しかし聴き込めば聴き込む程、何とも言えない微妙な感覚が湧き上がって来た。

思い返してみれば、ここ数年のANTHRAXはスコット・イアン(G)も言うように決して順調(一時は解散を真剣に考えたらしい)ではなかった。
それが他でもなく、バンドに「正式なシンガー」が不在である期間があまりに長かった事が原因。
様々な紆余曲折を経て再びジョーイ・ベラドナが復帰し、やっとバンドは本来あるべき姿を取り戻して復活しようとするアルバムであると思う。

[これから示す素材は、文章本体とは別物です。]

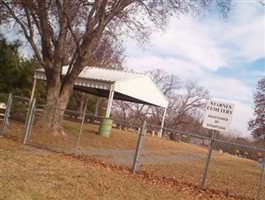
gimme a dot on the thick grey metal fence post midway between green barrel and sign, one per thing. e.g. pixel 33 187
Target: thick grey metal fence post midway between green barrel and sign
pixel 138 148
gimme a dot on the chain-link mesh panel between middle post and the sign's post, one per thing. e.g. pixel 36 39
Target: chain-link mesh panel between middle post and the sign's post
pixel 183 158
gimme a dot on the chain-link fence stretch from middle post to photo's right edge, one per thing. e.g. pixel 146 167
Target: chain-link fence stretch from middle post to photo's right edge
pixel 206 162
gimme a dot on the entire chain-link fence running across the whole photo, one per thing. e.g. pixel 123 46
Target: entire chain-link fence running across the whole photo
pixel 186 157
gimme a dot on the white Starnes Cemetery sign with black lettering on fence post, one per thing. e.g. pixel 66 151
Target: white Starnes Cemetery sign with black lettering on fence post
pixel 218 115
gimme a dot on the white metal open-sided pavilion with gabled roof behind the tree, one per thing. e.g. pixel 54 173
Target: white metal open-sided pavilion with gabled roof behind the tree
pixel 115 84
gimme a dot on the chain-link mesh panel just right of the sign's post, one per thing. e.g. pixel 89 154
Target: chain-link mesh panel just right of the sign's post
pixel 234 168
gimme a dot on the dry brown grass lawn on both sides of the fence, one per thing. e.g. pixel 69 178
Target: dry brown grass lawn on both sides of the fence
pixel 34 173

今更だが本作は、当初ジョン・ブッシュ脱退後に加入したダン・ネルソンを迎えて製作された。
しかしアルバムが完成しながらもバンドはネルソンを解雇(バンド側はその理由を語らない)、この『Worship Music』を一度オクラ入りさせている。
バンド側はジョーイを復帰させた後、ジョーイによって歌い直しているのが本作である(かなり手を加えていると言う説も有り)。
この事実こそが、良くも悪くも本作の内容の全てを物語っていると思う。

やはり要となるのは、復帰したジョーイ・ベラドナの“歌”。
この声と歌を聞いてしまえば、80年代のスラッシュ・メタル黄金期をリアルに体験している者としては無条件に熱くなる(笑)。



先にも触れたがバンド側は、当然ながら最初からベラドナを前提に楽曲は作られていない。
このアルバムに収められたら楽曲は、前任者ネルソンを想定して楽曲が作られている。
ベラドナとネルソンはタイプが全く異なるシンガー。
クラシックで綺麗なハイトーンを駆使するベラドナに対し、ネルソンはハッキリ言えばフィリップ・アンセルモ型のモダンなシンガーであった。
この事実が楽曲に色濃く出ている。



全盛期のようなハイトーンは影を潜めたものの、声と歌唱力がより深みが増したベラドナは器用に歌いこなしていて最高。
この声と歌が聴く側に与えてくれる、言葉にはし難い「特別な何か」は素晴らしい。
それがバッチリとハマるのは良いが、一方ではよりモダンなテイストが映える楽曲ではしっくり来ない。

前半の鬼気迫る迫力と張り詰めた緊張感は、聴く側にANTHRAXというバンドの持つ魅力を再認識させてくれる。
そのスリリングさとカッコ良さには、正直聴いていて何度も鳥肌が立った。
この前半の異様なテンションをラストまで維持出来てれば、バンドにとって新たな最高傑作に成り得る可能性もあった。
だが中盤以降、よりモダンなヘヴィさが際立ってくるとテンションが維持出来ずに降下してしまうのは痛い。
後半に1曲でも、ベラドナ在籍時の「らしさ」を感じさせてくれる速いナンバー(又は良い意味でキャッチーなナンバー)があればアルバムの内容は更に締まった筈だが…。



高い完成度を誇り、バンドを再起動させて未来に向けて動き出す為のアルバムとして本作は充分に魅力的であるのは事実。
スコット・イアンのザクザクしたギター・リフ、チャーリー・ベナンテのヘヴィでタイトなドラムは素晴しい。
今後バンドにとって、新たな名曲になるであろうナンバーもある
だからこそ、あと一つ何かが足りないと思えてしまうのは非常に残念でありました。
滅茶苦茶カッコ良い、正真正銘のメタル・アルバムではあるのに…。

俺の中いる悪魔の仕業
コレは偽善でもない
お前の目に見える事こそが真実
結局は与えられたモノしか
自分で手に入れる事は出来ないんだ




PS:名曲“Crawl”に関してはアルバム収録ヴァージョンよりも、日本盤ボーナス・トラックのオーケストラ・ヴァージョンの方が絶対に良いと思います!!